Solution to the problem of time

TL;DR

This paper proposes a novel solution to the problem of time in quantum gravity by promoting the cosmological constant to a Lagrange multiplier, enabling a unitary quantum evolution and addressing key issues like vacuum energy and eternal inflation.

Contribution

It introduces a new approach that treats the cosmological constant as a Lagrange multiplier, resulting in a functional Schrödinger equation for gravity and resolving the problem of time.

Findings

Provides a unitary quantum evolution framework for gravity.

Decouples vacuum energy from the cosmological constant problem.

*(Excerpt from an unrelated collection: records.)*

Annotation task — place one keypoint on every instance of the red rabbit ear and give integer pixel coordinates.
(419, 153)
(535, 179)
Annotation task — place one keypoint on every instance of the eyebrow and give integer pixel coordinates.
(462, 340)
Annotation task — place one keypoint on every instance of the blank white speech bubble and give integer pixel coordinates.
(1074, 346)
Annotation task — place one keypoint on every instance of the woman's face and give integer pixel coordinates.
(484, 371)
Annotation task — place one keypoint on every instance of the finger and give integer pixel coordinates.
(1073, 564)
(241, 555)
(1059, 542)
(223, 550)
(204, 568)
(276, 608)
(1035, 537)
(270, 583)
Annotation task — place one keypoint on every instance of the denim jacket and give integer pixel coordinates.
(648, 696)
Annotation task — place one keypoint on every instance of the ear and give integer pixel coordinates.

Offers a natural foliation that addresses eternal inflation measure issues.

Abstract

Despite the ultraviolet problems with canonical quantum gravity, as an effective field theory its infrared phenomena should enjoy fully quantum mechanical unitary time evolution. Currently this is not possible, the impediment being what is known as the problem of time. Here, we provide a solution by promoting the cosmological constant $\Lambda$ to a Lagrange multiplier constraining the metric volume element to be manifestly a total derivative. Because $\Lambda$ appears linearly in the Hamiltonian constraint, it unitarily generates time evolution, yielding a functional Schroedinger equation for gravity. Two pleasant side effects of this construction are that vacuum energy is dissociated from the cosmological constant problem, much like in unimodular gravity, and the natural foliation provided by the time variable defines a sensible solution to the measure problem of eternal inflation.